A Dataset for Evaluating Large Language Models on Chinese National Medical Licensing Examinations
摘要
Large language models (LLMs) are increasingly applied in medical education, question answering, and clinical reasoning, yet standardized datasets in non-English contexts remain limited. To address this gap, we present CNMLEQA, a benchmark dataset for evaluating LLMs on the Chinese National Medical Licensing Examination.

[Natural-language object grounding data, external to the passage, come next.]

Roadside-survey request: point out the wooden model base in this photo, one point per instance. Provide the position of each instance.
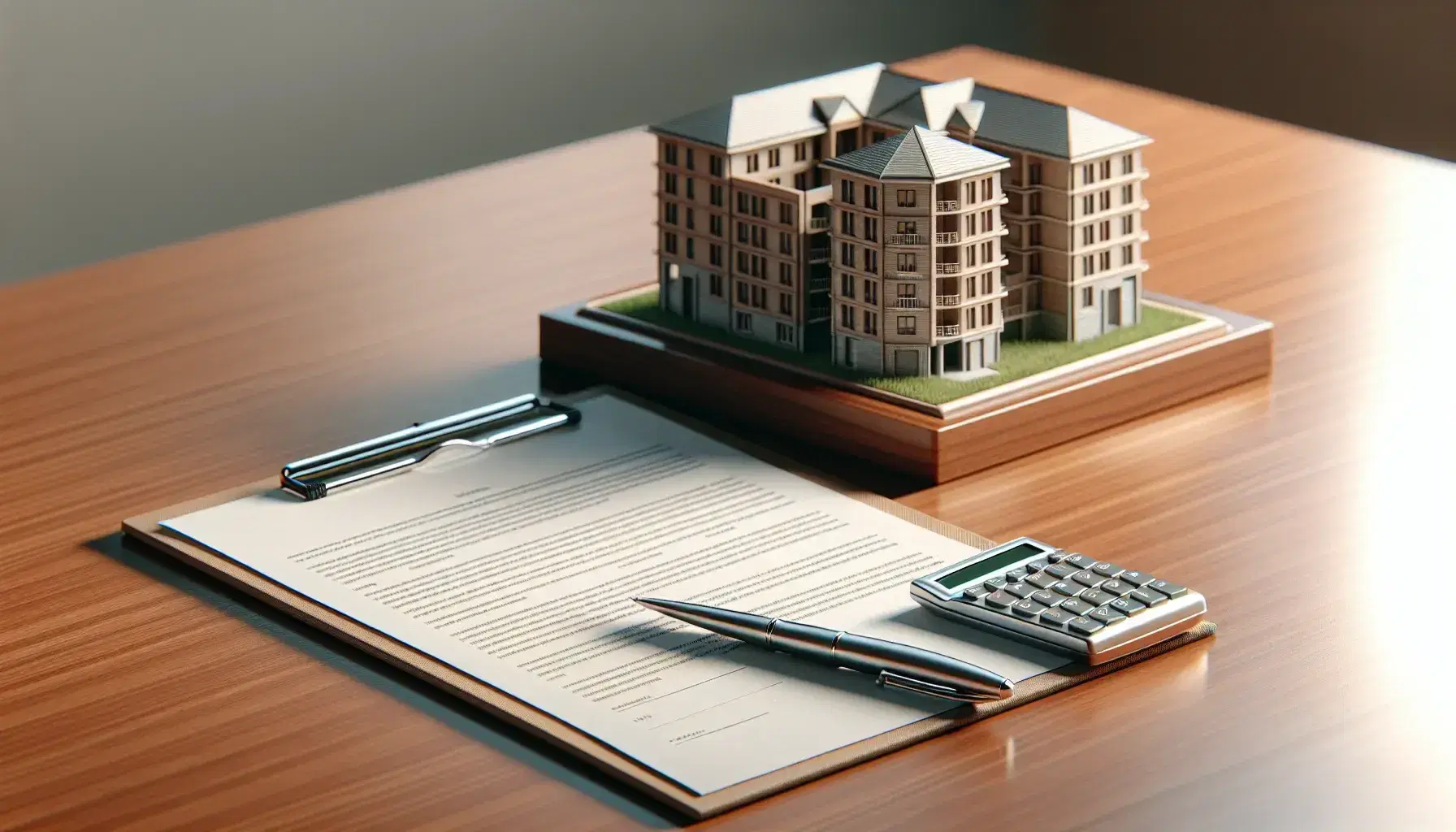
(935, 446)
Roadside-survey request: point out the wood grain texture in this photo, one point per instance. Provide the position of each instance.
(1305, 507)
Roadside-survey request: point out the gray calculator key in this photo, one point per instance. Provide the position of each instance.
(1042, 580)
(1129, 606)
(1169, 589)
(1117, 587)
(1056, 618)
(1027, 608)
(1047, 598)
(1136, 578)
(1147, 596)
(999, 599)
(1060, 570)
(1077, 606)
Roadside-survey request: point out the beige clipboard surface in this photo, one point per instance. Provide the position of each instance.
(147, 529)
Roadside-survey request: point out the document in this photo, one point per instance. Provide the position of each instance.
(518, 566)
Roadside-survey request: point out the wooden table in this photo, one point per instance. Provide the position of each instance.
(1309, 509)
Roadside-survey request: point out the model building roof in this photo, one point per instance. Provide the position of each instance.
(917, 154)
(812, 106)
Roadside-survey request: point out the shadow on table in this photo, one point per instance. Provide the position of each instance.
(384, 677)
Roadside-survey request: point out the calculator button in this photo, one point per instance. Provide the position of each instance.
(1169, 589)
(1047, 598)
(1147, 596)
(1060, 570)
(1117, 587)
(1129, 606)
(1042, 580)
(1077, 606)
(1056, 618)
(999, 599)
(1134, 578)
(1027, 608)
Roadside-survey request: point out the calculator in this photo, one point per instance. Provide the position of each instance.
(1064, 600)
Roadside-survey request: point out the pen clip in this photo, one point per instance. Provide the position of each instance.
(889, 679)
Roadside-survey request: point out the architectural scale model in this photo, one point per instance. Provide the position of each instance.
(897, 225)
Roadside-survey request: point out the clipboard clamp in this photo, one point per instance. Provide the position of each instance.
(498, 422)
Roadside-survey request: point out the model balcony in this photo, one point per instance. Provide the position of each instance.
(906, 240)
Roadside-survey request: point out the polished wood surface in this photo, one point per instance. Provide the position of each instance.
(1311, 509)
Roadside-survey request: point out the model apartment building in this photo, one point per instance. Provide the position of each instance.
(951, 214)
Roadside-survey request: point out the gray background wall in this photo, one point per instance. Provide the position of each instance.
(127, 124)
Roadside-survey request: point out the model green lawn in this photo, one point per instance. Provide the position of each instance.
(1018, 359)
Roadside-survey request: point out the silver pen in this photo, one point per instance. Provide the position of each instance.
(893, 665)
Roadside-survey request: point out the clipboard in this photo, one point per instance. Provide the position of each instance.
(147, 529)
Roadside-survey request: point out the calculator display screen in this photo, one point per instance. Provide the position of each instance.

The dataset integrates question-answer pairs from three sources, including PubMed, GitHub, and MedExamLLM. CNMLEQA comprises two subsets: CNMLEQA-10k (9,890 questions) and CNMLEQA-3k (2,949 questions), each consisting of multiple-choice questions with five options and one correct answer. Questions are annotated with key dimensions including: (1) question type (knowledge-based or case-based), (2) auxiliary metadata such as examination year, 3) clinical scenario information across five dimensions: disease or diagnosis, surgery, medication, laboratory examination, and symptom or sign. Annotation was conducted by clinical experts. To validate the dataset, we evaluated state-of-the-art LLMs including Gemini, DeepSeek, GPT, Qwen, and LLaMA, and conducted fine-tuning experiments specifically on Qwen models. Results show that Qwen2.5-32B achieved the accuracy of 90.88% on CNMLEQA-10k, while DeepSeek-R1 achieved the accuracy of 91.59% on CNMLEQA-3k. The fine-tuning experiments further demonstrated significant performance improvements. CNMLEQA provides a multidimensional, clinically grounded benchmark for advancing LLM evaluation in Chinese medical applications.